As someone who did spend some time (and put some thought) into trying to help the OP, I'm a vaguely bothered by the somewhat glib follow-up. I actually offered two examples of mandatory recordings, yet in spite of this, the OP still knows (and knew going into it?) that "there would never be a law of this kind"? That's just weird to me, and makes me feel like it was a bit of a put-up. Eh, no big deal, but not really a good use of AskMe, in my opinion.
posted by Conrad Cornelius o'Donald o'Dell at 9:28 AM on April 11, 2011


LobsterMitten: I think it's a problem of bad phrasing of the initial question. It sounds like s/he meant the initial question to be: is there a law that requires filming and broadcasting of anything, any kind of activity, as a regulatory thing, anywhere in the world?

This is exactly correct. I should not have put the animal-based subject matter in the question or additional info. This is for a College "Business/Technical Writing" English class. My professor said to come up with some topics, and I suggested three, and this was one of them. Also, SMOKE gave the type of answer I was looking for, so that I can research my paper.
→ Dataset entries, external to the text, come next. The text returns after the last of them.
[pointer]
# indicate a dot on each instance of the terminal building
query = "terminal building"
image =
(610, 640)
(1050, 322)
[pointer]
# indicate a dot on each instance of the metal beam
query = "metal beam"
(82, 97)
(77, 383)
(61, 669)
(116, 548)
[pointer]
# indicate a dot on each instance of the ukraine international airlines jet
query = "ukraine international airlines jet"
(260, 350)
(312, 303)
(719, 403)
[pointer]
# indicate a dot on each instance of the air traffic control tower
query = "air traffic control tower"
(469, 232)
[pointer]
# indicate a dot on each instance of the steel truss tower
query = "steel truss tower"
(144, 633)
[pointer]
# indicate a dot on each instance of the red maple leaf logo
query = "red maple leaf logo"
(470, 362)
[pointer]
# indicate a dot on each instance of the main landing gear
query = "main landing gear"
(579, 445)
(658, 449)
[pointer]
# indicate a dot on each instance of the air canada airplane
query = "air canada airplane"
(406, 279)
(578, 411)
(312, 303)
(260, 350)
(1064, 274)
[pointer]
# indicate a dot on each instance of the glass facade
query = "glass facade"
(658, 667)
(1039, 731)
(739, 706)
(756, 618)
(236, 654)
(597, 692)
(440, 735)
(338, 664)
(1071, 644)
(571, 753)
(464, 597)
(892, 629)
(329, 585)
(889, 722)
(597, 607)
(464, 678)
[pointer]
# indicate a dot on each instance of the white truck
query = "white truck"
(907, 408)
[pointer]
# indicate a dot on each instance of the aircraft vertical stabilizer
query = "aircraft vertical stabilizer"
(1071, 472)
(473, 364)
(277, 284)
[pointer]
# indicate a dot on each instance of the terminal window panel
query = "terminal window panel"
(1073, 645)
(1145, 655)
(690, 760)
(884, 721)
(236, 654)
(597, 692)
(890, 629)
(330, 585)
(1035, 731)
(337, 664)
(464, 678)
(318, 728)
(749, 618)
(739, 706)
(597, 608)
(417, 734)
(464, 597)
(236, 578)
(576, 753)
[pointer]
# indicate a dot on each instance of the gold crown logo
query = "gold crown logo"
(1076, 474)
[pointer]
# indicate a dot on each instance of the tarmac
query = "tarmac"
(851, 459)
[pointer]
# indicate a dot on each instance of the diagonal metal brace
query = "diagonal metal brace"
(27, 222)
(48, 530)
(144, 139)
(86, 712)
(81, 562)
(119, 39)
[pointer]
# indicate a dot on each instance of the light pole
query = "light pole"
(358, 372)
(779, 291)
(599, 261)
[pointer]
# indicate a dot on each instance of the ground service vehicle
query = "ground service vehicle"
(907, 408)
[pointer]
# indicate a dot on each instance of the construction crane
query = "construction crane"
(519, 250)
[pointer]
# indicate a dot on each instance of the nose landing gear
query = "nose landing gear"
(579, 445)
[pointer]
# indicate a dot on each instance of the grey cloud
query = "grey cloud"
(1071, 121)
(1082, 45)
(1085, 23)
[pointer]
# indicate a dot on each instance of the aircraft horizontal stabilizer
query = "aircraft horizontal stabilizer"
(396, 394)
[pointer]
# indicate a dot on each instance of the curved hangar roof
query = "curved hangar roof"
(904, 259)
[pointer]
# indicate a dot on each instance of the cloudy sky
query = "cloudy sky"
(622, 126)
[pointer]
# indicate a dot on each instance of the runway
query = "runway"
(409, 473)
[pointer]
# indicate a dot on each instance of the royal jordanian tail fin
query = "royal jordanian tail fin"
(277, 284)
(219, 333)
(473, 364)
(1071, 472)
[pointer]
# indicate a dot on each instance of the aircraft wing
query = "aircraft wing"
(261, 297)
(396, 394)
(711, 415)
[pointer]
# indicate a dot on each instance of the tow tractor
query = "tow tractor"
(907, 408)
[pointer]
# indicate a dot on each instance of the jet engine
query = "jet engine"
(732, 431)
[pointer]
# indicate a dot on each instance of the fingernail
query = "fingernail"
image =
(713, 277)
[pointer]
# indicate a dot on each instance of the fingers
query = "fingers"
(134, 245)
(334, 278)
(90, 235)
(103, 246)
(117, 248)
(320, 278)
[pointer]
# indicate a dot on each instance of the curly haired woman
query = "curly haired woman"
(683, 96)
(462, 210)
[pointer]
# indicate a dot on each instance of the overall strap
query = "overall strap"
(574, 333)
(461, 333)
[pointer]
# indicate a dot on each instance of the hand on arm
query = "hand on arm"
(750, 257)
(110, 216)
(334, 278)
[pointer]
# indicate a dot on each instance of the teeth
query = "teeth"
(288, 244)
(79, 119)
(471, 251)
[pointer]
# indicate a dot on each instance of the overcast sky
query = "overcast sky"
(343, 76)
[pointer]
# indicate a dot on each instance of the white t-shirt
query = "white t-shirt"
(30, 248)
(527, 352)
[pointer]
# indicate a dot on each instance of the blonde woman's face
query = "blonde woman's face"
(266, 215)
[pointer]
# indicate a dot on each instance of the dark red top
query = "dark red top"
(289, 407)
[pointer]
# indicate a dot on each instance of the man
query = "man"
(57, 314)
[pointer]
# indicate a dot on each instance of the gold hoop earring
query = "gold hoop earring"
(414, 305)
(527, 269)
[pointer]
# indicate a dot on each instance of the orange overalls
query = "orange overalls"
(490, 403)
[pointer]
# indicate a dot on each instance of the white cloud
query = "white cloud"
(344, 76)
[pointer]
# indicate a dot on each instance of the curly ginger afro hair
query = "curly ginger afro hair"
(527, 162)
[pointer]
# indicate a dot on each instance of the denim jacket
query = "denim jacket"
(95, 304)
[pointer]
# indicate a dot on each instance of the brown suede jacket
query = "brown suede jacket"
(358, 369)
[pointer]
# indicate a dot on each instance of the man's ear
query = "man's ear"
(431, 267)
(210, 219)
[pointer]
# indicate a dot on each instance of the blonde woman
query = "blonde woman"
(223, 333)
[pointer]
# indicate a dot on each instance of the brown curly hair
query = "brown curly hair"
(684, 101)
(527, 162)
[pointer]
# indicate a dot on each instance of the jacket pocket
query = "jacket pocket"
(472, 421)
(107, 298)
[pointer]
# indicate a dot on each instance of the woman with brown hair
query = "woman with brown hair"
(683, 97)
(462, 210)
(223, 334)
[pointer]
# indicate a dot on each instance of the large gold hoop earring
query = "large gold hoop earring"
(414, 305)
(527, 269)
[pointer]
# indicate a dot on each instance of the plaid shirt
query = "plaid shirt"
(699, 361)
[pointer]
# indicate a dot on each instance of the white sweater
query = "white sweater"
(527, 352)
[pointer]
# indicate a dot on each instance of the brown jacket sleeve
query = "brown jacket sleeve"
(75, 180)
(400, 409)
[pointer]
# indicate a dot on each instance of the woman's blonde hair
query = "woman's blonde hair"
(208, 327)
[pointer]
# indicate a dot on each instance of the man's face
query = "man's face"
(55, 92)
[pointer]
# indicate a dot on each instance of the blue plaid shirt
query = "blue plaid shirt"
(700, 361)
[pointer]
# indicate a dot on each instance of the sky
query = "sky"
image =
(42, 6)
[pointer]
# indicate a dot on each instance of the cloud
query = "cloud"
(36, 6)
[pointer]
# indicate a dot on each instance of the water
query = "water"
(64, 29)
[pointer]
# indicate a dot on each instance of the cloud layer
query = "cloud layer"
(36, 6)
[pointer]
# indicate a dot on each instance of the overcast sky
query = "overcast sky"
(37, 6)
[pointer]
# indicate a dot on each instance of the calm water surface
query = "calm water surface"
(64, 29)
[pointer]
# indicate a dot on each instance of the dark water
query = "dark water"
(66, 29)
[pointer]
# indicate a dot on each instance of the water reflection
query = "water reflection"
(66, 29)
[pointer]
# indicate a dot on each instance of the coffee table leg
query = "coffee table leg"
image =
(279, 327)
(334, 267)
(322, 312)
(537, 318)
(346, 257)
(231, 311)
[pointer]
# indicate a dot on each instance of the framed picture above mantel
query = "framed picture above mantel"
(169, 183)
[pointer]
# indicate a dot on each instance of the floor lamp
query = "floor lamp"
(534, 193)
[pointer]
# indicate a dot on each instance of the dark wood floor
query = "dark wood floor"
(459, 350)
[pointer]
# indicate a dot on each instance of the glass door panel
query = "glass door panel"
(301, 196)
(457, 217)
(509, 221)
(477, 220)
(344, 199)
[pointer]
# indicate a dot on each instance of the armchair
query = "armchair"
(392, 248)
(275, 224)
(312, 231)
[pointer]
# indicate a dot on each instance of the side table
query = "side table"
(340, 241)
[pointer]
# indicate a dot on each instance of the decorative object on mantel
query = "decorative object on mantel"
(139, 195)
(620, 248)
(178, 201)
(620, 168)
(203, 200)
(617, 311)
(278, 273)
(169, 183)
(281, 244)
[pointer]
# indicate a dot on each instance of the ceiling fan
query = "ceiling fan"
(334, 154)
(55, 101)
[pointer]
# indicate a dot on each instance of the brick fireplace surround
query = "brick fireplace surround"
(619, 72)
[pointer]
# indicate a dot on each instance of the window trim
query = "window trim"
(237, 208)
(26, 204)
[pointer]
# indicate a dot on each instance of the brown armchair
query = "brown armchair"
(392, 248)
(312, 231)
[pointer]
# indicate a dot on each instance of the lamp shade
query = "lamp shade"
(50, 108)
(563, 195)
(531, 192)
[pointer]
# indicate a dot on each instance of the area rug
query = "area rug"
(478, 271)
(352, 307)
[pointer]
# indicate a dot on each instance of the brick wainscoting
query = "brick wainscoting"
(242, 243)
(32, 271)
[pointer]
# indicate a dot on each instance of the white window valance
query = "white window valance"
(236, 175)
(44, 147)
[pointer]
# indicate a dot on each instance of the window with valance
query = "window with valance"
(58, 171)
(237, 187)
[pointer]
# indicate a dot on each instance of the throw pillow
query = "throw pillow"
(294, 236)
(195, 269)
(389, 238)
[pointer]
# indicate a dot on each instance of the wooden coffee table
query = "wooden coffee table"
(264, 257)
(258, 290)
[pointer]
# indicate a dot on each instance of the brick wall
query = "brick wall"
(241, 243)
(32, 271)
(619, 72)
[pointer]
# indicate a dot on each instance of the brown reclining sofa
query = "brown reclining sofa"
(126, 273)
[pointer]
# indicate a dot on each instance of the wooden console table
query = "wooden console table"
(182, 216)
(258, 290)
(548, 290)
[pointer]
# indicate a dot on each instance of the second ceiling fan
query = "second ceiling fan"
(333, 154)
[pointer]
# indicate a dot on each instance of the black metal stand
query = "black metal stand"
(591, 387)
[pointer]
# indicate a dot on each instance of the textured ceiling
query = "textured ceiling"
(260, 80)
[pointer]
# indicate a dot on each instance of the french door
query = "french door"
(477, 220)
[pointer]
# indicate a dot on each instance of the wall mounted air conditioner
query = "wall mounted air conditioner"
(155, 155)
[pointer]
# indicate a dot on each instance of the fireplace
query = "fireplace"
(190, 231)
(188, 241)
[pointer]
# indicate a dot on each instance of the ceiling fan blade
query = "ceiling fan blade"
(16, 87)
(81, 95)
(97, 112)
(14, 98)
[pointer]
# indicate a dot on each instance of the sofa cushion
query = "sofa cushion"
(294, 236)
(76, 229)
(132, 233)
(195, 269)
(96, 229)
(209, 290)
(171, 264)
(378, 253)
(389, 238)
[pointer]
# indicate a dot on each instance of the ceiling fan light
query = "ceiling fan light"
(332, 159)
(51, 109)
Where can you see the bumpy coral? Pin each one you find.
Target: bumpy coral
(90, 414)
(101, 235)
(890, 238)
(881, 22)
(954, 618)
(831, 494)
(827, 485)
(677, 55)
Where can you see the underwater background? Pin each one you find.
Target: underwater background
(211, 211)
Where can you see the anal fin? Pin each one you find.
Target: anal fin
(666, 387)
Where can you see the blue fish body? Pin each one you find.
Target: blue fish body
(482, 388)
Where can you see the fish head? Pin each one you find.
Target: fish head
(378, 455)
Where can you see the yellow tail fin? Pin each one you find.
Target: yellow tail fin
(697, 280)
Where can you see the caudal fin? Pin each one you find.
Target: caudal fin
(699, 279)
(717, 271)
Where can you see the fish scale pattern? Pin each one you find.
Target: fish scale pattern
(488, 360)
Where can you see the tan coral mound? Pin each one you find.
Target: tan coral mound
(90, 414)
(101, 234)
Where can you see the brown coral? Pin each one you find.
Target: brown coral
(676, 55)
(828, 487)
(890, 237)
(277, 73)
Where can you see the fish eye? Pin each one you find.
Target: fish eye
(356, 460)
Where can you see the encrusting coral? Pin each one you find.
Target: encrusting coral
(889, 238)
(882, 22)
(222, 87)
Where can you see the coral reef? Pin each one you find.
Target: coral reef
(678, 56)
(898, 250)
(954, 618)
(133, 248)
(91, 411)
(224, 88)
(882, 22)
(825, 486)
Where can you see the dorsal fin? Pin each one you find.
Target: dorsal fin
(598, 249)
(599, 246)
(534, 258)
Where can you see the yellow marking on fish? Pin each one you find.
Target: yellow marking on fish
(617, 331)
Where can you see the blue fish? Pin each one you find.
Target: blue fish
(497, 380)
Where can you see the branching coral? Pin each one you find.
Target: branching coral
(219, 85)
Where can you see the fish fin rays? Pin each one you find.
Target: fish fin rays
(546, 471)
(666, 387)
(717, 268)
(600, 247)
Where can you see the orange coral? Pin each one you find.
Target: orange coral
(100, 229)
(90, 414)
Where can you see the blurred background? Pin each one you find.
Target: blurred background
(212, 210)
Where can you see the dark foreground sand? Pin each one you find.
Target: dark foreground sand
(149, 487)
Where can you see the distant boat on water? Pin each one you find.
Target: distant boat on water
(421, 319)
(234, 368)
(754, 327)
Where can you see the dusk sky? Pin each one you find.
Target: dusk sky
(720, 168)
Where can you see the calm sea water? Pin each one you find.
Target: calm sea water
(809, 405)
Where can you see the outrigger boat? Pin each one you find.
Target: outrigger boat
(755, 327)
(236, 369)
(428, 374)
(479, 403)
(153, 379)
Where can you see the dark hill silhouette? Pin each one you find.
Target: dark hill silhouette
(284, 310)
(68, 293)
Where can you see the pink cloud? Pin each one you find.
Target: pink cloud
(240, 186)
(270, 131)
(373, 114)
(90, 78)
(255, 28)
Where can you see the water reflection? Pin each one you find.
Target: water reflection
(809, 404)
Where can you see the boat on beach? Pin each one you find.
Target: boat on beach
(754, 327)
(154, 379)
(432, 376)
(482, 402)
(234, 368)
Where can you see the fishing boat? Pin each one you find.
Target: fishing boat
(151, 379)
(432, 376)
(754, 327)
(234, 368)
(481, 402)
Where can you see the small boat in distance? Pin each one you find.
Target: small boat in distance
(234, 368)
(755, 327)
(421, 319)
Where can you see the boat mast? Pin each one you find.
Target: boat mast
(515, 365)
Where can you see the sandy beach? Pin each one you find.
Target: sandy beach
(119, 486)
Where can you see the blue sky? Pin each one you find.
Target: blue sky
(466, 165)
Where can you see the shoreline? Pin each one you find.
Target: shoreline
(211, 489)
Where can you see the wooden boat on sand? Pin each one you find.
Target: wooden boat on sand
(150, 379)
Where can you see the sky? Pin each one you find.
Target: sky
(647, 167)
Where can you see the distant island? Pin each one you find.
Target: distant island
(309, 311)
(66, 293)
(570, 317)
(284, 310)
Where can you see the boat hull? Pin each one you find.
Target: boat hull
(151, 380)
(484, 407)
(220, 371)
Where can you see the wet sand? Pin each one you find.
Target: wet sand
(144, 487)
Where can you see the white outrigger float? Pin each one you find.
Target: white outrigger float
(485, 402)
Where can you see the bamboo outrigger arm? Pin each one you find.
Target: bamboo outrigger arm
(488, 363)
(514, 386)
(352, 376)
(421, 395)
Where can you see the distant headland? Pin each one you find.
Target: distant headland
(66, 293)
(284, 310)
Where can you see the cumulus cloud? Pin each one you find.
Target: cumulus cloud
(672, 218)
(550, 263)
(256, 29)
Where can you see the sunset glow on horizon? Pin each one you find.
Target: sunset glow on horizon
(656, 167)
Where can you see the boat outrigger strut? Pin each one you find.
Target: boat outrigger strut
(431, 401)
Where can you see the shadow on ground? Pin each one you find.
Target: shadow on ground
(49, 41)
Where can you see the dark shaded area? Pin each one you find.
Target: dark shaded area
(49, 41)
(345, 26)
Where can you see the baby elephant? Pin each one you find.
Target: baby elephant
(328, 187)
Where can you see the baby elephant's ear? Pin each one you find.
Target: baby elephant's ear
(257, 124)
My homework is "to create a three page proposal with two or more works cited references." Now that I have SMOKE's answer, and Conrad Cornelius o'Donald o'Dell's as well, I can look for some references for my paper.

Since this is a "proposal" and the privacy issues are difficult, if not impossible, to mitigate through the proposal, it is doubtful that the proposal itself will ever be 'approved' so to speak. This is why I asked the question even through "there would never be a law of this kind."

Apologies, Conrad Cornelius o'Donald o'Dell. It was not a put-up.
posted by Monkey0nCrack at 9:54 AM on April 11, 2011 [2 favorites]


That's fair. No worries, and no apology needed, in light of this explanation. Perfectly okay to write a paper advocating a proposal that has no chance of ever becoming law. (I certainly did that in law school.) Though I do think there are some counter-examples, like those I mentioned (CVRs being the clearest one).
posted by Conrad Cornelius o'Donald o'Dell at 9:59 AM on April 11, 2011


"dude, what are you watching?"
"meat-packing channel, man."
"heh. you said 'meat'... heh..."
posted by quonsar II: smock fishpants and the temple of foon at 12:37 PM on April 11, 2011


Ok, you work at a meat packing plant and are auditioning for a musical through the CCTV.
posted by clavdivs at 7:26 PM on April 11, 2011


Good luck with your paper, MonkeyOnCrack, and props for responding in a calm way in here.